Le Golden Hello serait en réalité la prime de “période d’essai” pour les deux camps ? “Oui, c’est en quelque sorte ça”, abonde-t-elle. “C’est un partage des risques des deux côtés. Pour l’employé, c'est un bonus qui permet d’accompagner une prise de risque lié à un changement de boite, et pour l’employeur, c’est une manière de moduler le coût, au lieu de directement prendre quelqu’un à un salaire important”.
Un écart de salaire en interne, est-ce si destructeur que ça ?
“C’est difficile à quantifier précisément, mais oui”, prévient-elle avant de poursuivre son analyse : “Face à ça, il y a deux types de collaborateurs.

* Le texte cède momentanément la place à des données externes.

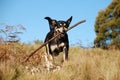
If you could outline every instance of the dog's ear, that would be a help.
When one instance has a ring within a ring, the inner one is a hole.
[[[69,27],[69,25],[70,25],[70,23],[71,23],[71,21],[72,21],[72,16],[66,21],[67,22],[67,24],[68,24],[68,27]]]
[[[55,26],[57,26],[57,21],[54,19],[51,19],[50,17],[45,17],[45,19],[48,20],[49,22],[49,26],[50,26],[50,30],[53,30]]]

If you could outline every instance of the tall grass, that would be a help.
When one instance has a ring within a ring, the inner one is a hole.
[[[56,63],[59,65],[61,56],[62,54],[56,57]],[[34,62],[34,59],[32,61]],[[40,71],[32,75],[25,68],[26,65],[1,61],[0,80],[120,80],[119,50],[71,47],[69,61],[62,64],[62,68],[56,72],[46,71],[41,67],[40,60],[39,63],[34,67]]]

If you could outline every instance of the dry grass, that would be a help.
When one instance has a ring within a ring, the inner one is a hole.
[[[56,63],[59,65],[61,56],[57,57]],[[32,61],[34,62],[34,59]],[[59,71],[46,71],[41,64],[37,62],[34,67],[39,68],[39,71],[32,75],[30,69],[25,68],[26,65],[15,64],[12,60],[6,63],[1,61],[0,80],[120,80],[119,50],[85,50],[71,47],[69,61],[62,64]]]

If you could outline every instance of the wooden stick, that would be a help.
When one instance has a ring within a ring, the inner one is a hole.
[[[74,24],[73,26],[69,27],[69,28],[66,30],[66,32],[69,31],[70,29],[76,27],[77,25],[83,23],[83,22],[86,22],[86,20],[82,20],[82,21],[77,22],[77,23]],[[48,40],[48,41],[46,41],[45,43],[43,43],[40,47],[38,47],[36,50],[34,50],[33,52],[31,52],[30,55],[28,55],[28,56],[22,61],[22,63],[23,63],[23,62],[26,62],[27,60],[29,60],[29,58],[30,58],[31,56],[33,56],[33,54],[35,54],[39,49],[41,49],[42,47],[44,47],[46,44],[48,44],[50,41],[54,40],[55,38],[57,38],[57,37],[58,37],[59,35],[61,35],[61,34],[62,34],[62,33],[58,33],[56,36],[54,36],[54,37],[51,38],[50,40]]]

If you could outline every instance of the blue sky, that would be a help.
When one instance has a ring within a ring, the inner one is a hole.
[[[112,0],[0,0],[0,24],[22,24],[26,31],[20,36],[22,42],[44,41],[49,25],[44,17],[67,20],[73,16],[71,25],[86,20],[68,32],[71,44],[93,44],[95,19]],[[70,26],[71,26],[70,25]]]

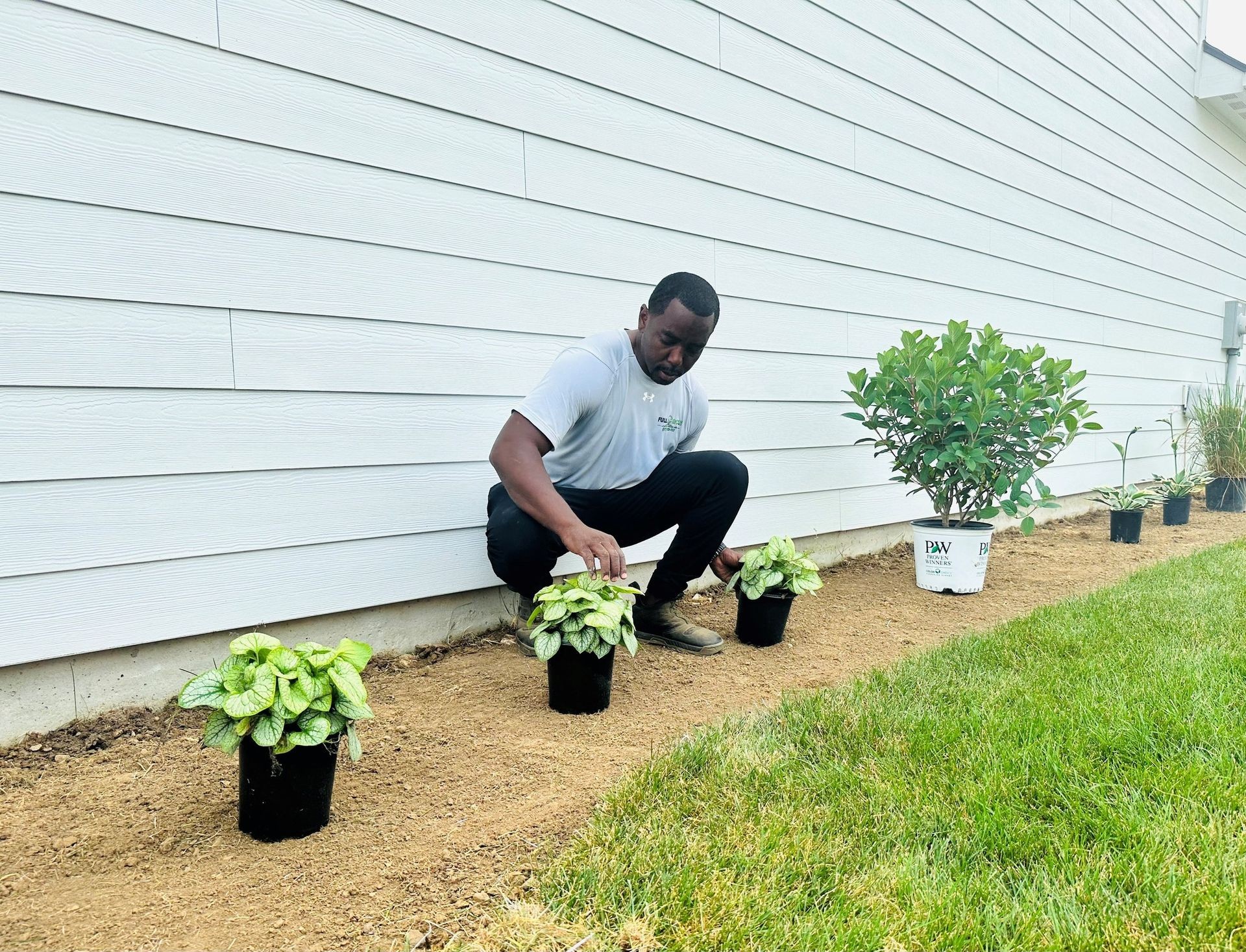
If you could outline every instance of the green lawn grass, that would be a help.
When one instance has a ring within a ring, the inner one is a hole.
[[[541,895],[670,950],[1244,948],[1244,685],[1234,543],[699,733]]]

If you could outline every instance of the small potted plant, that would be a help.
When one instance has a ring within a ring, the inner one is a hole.
[[[816,592],[822,579],[809,552],[797,552],[786,536],[771,536],[765,547],[745,553],[726,587],[735,588],[735,637],[765,648],[782,640],[792,599]]]
[[[1172,425],[1171,414],[1161,416],[1155,422],[1168,424],[1169,447],[1172,450],[1172,475],[1160,476],[1158,472],[1151,474],[1151,478],[1156,482],[1156,492],[1164,500],[1164,525],[1184,526],[1190,521],[1190,493],[1200,486],[1205,486],[1207,476],[1201,470],[1190,469],[1189,465],[1181,466],[1177,461],[1177,450],[1181,446],[1182,437],[1187,435],[1189,427],[1179,436],[1176,427]]]
[[[1190,406],[1195,446],[1210,480],[1207,508],[1246,510],[1246,390],[1215,386]]]
[[[949,321],[941,336],[920,330],[878,354],[878,369],[849,374],[845,391],[892,457],[893,481],[925,492],[933,518],[913,521],[917,584],[932,592],[981,592],[994,531],[1004,512],[1034,531],[1032,512],[1054,508],[1037,477],[1080,430],[1099,430],[1078,384],[1084,370],[1038,345],[1013,348],[989,324],[971,334]]]
[[[1101,502],[1109,510],[1108,536],[1113,542],[1136,545],[1143,537],[1143,512],[1155,502],[1156,496],[1150,490],[1140,490],[1133,483],[1125,483],[1125,462],[1129,460],[1129,441],[1141,430],[1135,426],[1125,437],[1124,445],[1113,441],[1120,455],[1120,486],[1099,486],[1095,488],[1095,502]]]
[[[640,592],[588,572],[536,593],[528,624],[536,623],[532,643],[546,662],[549,707],[559,714],[596,714],[611,705],[614,647],[633,655],[637,648],[629,594]]]
[[[329,822],[338,744],[363,754],[355,721],[373,716],[359,673],[363,642],[293,648],[250,632],[229,657],[182,688],[183,708],[212,708],[203,746],[238,751],[238,829],[268,842],[307,836]]]

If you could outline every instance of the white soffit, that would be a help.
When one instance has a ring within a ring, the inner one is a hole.
[[[1204,106],[1246,138],[1246,62],[1204,42],[1196,92]]]

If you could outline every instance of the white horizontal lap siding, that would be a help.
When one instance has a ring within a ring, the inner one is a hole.
[[[217,45],[216,0],[50,0],[108,20],[141,26],[145,30],[179,36],[184,40]]]
[[[1155,412],[1100,414],[1108,431],[1083,434],[1053,472],[1113,459],[1109,437],[1134,421],[1148,424],[1134,454],[1163,452]],[[852,445],[866,431],[836,416],[829,429],[842,445],[738,451],[750,497],[888,481],[890,462]],[[483,461],[10,482],[0,485],[0,536],[11,542],[0,577],[481,527],[493,482]]]
[[[1128,478],[1164,471],[1246,297],[1196,31],[1187,0],[0,4],[0,657],[496,584],[498,426],[675,269],[723,295],[731,545],[930,512],[842,391],[952,318],[1088,371],[1057,492],[1134,426]]]
[[[1148,467],[1154,460],[1133,461],[1130,478],[1145,478]],[[1119,469],[1096,462],[1065,471],[1067,478],[1050,474],[1059,492],[1110,482]],[[930,511],[905,491],[878,485],[751,498],[728,542],[744,545],[773,531],[814,536]],[[657,558],[669,538],[668,532],[634,546],[628,556]],[[464,528],[0,578],[0,652],[20,664],[135,644],[136,626],[189,634],[483,587],[496,579],[482,552],[483,532]],[[576,569],[571,556],[556,566],[559,573]],[[140,592],[141,617],[133,601]],[[212,627],[204,627],[208,619]],[[26,637],[35,627],[42,635],[37,645]]]
[[[233,386],[229,314],[0,293],[0,386]]]

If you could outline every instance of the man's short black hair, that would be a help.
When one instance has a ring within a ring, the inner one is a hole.
[[[673,300],[679,300],[700,318],[714,318],[718,324],[718,293],[708,280],[692,272],[675,272],[658,282],[649,295],[649,312],[662,314]]]

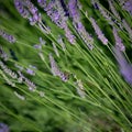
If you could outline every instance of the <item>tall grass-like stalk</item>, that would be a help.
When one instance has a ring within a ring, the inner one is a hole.
[[[131,7],[0,1],[0,132],[131,132]]]

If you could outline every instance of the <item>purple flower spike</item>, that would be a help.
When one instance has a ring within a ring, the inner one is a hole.
[[[77,0],[69,0],[68,8],[70,16],[74,19],[75,22],[78,22],[79,13],[77,11]]]
[[[125,46],[123,45],[122,40],[118,35],[118,31],[117,31],[117,29],[114,26],[113,26],[113,35],[114,35],[114,40],[116,40],[116,45],[119,47],[120,51],[124,52]]]
[[[9,127],[4,123],[0,123],[0,132],[9,132]]]
[[[128,12],[130,12],[132,14],[132,0],[128,0],[124,3],[123,9],[127,10]]]
[[[120,73],[127,82],[132,85],[132,65],[129,64],[118,46],[113,48],[119,64]]]
[[[10,43],[15,43],[15,37],[0,30],[0,35]]]
[[[23,18],[29,18],[30,12],[24,8],[23,2],[21,0],[14,0],[14,6]]]

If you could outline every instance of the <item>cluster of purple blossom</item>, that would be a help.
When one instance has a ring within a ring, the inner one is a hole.
[[[120,73],[127,82],[132,85],[132,64],[129,64],[118,46],[114,47],[116,58],[119,64]]]
[[[123,3],[123,9],[127,10],[130,14],[132,14],[132,0],[128,0]]]
[[[114,26],[113,26],[113,35],[116,40],[116,46],[118,46],[120,51],[124,52],[125,46],[123,45],[121,37],[118,35],[118,30]]]
[[[98,26],[98,24],[96,23],[96,20],[94,18],[90,18],[90,22],[95,29],[96,34],[98,35],[98,38],[105,44],[108,44],[108,40],[107,37],[103,35],[102,31],[100,30],[100,28]]]
[[[2,46],[0,46],[0,57],[3,58],[3,61],[8,61],[9,58],[8,54],[3,51]]]
[[[2,36],[4,40],[7,40],[10,43],[15,43],[15,37],[13,35],[8,34],[3,30],[0,30],[0,36]]]
[[[10,129],[6,123],[0,123],[0,132],[10,132]]]
[[[41,13],[30,0],[14,0],[14,6],[23,18],[29,19],[31,25],[41,22]]]

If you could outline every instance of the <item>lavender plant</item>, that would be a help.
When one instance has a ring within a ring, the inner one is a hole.
[[[0,1],[0,132],[131,132],[131,7]]]

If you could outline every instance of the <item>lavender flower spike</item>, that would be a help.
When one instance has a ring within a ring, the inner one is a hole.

Celui qui va s’exprimer et qui va dire : “soit tu m’alignes sur le même salaire, soit je pars”. C’est fréquent dans le quotidien RH, même si tous ne vont pas au bout”.
“Et il y a ceux qui ne vont rien dire, et c’est destructeur. Ils vont être démotivés, en perte d’adhésion et de confiance. Et un beau jour, ils claqueront leur démission, et ça sera trop tard”, complète-t-elle. Enfin, Il y a aussi une question d’ego, de level, de classes qui entrent en jeu : “la sensibilité et les drivers de reconnaissance entre les personnes fluctuent beaucoup”.
Comment récompenser la fidélité quand on valorise le mercato ?
Finalement, quelqu’un d’hyper engagé dans sa boite serait moins enclin à être récompensé qu’un serial worker ? Pourquoi ne pas mettre en place une prime de fidélité ? “La prime de bienvenue est un système d’attractivité, et non de fidélisation”, rétorque tout de go Charlène Hemery.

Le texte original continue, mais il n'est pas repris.